Today is Tuesday, April 30, the 121st day of 2024. There are 245 days left in the year.

Today’s Highlight in History:

On April 30, 1975, the Vietnam War ended as the South Vietnamese capital of Saigon fell to Communist forces.

On this date:

In 1789, George Washington took the oath of office in New York as the first president of the United States.

In 1803, the United States purchased the Louisiana Territory from France for 60 million francs, the equivalent of about $15 million.

In 1812, Louisiana became the 18th state of the Union.

In 1900, engineer John Luther “Casey” Jones of the Illinois Central Railroad died in a train wreck near Vaughan, Mississipp­i, after staying at the controls in a successful effort to save the passengers.

In 1945, as Soviet troops approached his Berlin bunker, Adolf Hitler took his own life, as did his wife of one day, Eva Braun.

In 1947, President Harry S. Truman signed a resolution officially confirming the name of Hoover Dam, which had also come to be known as “Boulder Dam.”

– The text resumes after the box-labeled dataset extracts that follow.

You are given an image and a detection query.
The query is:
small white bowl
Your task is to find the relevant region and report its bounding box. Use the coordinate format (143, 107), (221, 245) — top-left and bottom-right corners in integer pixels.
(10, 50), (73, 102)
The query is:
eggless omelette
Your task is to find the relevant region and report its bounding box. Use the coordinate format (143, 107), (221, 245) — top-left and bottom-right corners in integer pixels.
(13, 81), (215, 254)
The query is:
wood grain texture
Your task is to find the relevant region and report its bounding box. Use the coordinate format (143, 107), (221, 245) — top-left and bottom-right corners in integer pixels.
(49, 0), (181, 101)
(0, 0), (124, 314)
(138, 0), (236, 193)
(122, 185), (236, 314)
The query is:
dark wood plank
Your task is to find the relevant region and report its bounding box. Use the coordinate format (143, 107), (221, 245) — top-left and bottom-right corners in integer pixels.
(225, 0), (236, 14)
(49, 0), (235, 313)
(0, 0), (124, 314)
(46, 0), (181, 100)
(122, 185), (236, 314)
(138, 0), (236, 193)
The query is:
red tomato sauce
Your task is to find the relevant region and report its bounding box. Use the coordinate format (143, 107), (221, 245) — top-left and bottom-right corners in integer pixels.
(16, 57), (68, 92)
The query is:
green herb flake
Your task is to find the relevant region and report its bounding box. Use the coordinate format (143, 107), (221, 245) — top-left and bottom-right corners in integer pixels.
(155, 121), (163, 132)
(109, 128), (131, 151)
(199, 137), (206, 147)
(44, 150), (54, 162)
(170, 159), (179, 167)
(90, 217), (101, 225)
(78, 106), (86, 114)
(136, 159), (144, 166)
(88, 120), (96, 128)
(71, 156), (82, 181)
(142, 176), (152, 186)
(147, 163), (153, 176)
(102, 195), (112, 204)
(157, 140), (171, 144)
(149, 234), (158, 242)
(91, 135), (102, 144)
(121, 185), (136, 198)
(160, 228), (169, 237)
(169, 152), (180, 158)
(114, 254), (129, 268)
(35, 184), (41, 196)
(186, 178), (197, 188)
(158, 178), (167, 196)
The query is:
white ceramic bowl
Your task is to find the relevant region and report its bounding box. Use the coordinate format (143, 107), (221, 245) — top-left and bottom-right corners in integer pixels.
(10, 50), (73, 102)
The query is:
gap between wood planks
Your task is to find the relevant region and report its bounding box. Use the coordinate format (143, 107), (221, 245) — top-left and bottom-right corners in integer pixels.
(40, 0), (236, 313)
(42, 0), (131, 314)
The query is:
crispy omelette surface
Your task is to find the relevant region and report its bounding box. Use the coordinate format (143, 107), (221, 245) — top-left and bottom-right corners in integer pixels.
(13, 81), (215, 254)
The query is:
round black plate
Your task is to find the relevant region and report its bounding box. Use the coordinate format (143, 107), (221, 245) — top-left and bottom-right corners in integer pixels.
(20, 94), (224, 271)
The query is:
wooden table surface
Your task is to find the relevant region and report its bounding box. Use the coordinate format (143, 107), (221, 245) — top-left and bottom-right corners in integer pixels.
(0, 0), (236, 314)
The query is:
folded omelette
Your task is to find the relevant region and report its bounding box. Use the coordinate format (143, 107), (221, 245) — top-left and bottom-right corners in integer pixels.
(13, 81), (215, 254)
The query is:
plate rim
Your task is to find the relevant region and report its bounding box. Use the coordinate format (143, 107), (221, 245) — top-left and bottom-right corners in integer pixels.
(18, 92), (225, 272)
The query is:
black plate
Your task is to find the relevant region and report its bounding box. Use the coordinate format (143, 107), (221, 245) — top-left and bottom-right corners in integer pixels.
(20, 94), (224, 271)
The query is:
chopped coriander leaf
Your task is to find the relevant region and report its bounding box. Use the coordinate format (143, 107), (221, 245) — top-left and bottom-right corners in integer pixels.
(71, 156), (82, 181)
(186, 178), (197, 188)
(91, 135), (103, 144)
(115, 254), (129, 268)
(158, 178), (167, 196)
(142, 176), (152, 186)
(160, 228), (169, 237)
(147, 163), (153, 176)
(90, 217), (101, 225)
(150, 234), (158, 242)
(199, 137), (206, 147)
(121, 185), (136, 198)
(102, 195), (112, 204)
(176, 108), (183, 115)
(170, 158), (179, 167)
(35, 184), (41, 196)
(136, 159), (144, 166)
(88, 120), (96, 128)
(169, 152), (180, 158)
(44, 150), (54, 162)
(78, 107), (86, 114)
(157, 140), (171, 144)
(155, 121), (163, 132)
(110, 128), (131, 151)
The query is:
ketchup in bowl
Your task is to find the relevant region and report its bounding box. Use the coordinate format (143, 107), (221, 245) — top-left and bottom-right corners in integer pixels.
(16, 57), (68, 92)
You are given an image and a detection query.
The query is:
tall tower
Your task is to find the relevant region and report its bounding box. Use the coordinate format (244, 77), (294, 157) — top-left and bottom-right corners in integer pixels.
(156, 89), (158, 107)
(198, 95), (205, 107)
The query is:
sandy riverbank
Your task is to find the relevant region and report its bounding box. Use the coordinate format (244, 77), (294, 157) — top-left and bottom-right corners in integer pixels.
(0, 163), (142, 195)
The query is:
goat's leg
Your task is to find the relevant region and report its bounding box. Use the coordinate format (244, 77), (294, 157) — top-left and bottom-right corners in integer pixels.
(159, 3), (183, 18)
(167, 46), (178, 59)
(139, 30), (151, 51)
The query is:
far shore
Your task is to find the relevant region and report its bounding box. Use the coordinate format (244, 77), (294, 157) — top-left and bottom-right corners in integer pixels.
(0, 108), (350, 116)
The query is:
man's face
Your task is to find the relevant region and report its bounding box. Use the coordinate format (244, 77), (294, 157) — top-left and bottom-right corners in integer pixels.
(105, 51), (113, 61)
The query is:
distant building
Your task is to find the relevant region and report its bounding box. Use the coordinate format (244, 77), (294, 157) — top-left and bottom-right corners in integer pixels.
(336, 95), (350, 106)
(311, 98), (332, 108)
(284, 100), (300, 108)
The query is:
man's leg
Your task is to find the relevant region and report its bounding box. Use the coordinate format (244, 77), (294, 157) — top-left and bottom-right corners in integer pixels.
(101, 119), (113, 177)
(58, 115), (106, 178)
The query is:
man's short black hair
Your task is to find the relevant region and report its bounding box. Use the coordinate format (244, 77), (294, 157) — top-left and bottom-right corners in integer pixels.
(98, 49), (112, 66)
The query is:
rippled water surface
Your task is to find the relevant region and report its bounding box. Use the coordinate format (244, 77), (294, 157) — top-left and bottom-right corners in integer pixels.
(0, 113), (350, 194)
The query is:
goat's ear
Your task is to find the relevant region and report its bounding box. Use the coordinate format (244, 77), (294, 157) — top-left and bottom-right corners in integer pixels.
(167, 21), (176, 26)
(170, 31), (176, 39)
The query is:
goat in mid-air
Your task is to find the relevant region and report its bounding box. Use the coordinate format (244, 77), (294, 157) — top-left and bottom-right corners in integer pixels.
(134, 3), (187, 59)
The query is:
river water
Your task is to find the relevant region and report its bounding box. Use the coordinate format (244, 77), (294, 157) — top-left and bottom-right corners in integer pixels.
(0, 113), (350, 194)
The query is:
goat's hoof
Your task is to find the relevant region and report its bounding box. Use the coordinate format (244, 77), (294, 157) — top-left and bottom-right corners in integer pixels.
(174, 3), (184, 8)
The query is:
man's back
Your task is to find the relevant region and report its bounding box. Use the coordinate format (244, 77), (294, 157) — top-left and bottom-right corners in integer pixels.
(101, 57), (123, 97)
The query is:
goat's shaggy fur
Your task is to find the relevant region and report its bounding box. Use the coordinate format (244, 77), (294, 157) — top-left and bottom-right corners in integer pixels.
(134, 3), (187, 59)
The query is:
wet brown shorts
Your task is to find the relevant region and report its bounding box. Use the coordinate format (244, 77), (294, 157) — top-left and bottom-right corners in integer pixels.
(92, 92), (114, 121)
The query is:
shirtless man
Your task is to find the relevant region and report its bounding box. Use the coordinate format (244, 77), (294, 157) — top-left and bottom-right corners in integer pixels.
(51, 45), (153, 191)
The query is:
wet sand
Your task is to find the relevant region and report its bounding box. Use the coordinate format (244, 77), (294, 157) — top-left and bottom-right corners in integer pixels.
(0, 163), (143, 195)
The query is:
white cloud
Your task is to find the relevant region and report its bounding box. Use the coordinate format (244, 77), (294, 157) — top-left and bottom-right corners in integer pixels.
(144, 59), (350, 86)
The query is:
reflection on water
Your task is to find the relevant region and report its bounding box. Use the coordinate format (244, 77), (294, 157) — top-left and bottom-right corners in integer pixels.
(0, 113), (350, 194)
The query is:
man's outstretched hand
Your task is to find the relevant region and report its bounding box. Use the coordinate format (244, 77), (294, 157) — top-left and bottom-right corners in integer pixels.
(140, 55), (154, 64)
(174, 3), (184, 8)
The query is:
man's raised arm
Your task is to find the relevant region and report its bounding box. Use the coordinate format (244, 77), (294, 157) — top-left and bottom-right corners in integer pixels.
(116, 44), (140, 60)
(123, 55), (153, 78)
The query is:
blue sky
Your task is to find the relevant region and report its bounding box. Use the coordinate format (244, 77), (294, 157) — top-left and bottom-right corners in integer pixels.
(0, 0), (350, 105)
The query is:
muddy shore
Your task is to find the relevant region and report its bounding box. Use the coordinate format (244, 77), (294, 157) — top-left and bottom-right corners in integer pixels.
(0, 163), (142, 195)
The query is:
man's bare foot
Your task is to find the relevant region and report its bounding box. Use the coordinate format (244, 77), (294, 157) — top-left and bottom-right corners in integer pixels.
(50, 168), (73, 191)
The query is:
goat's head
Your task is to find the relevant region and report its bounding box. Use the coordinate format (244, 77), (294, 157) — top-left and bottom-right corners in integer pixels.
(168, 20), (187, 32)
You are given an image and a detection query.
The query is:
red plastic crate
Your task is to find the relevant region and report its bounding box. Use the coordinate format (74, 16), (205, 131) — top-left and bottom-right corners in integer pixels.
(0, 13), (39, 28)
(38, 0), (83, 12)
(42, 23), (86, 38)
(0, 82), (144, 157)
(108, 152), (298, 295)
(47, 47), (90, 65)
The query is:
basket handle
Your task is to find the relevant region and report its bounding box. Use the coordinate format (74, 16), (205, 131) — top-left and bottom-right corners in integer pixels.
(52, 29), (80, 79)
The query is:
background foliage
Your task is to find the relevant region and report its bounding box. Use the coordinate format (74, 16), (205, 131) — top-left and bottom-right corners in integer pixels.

In 1958, Britain’s Life Peerages Act 1958 allowed women to become members of the House of Lords.

In 1970, President Richard Nixon announced the U.S. was sending troops into Cambodia, an action that sparked widespread protest.

In 1973, President Richard Nixon announced the resignatio­ns of top aides H.R. Haldeman and John Ehrlichman, Attorney General Richard G. Kleindiens­t and White House counsel John Dean, who was actually fired.

In 1983, blues singer and guitarist Muddy Waters died in Westmont, Illinois, at age 68.

In 1993, top-ranked women’s tennis player Monica Seles was stabbed in the back during a match in Hamburg, Germany, by a man who described himself as a fan of second-ranked German player Steffi Graf. (The man, convicted of causing grievous bodily harm, was given a suspended sentence.)

In 2004, Arabs expressed outrage at graphic photograph­s of naked Iraqi prisoners being humiliated by U.S. military police; President George W. Bush condemned the mistreatme­nt of prisoners, saying “that’s not the way we do things in America.”

In 2021, Disneyland reopened its gates after a 13-month closure caused by the coronaviru­s.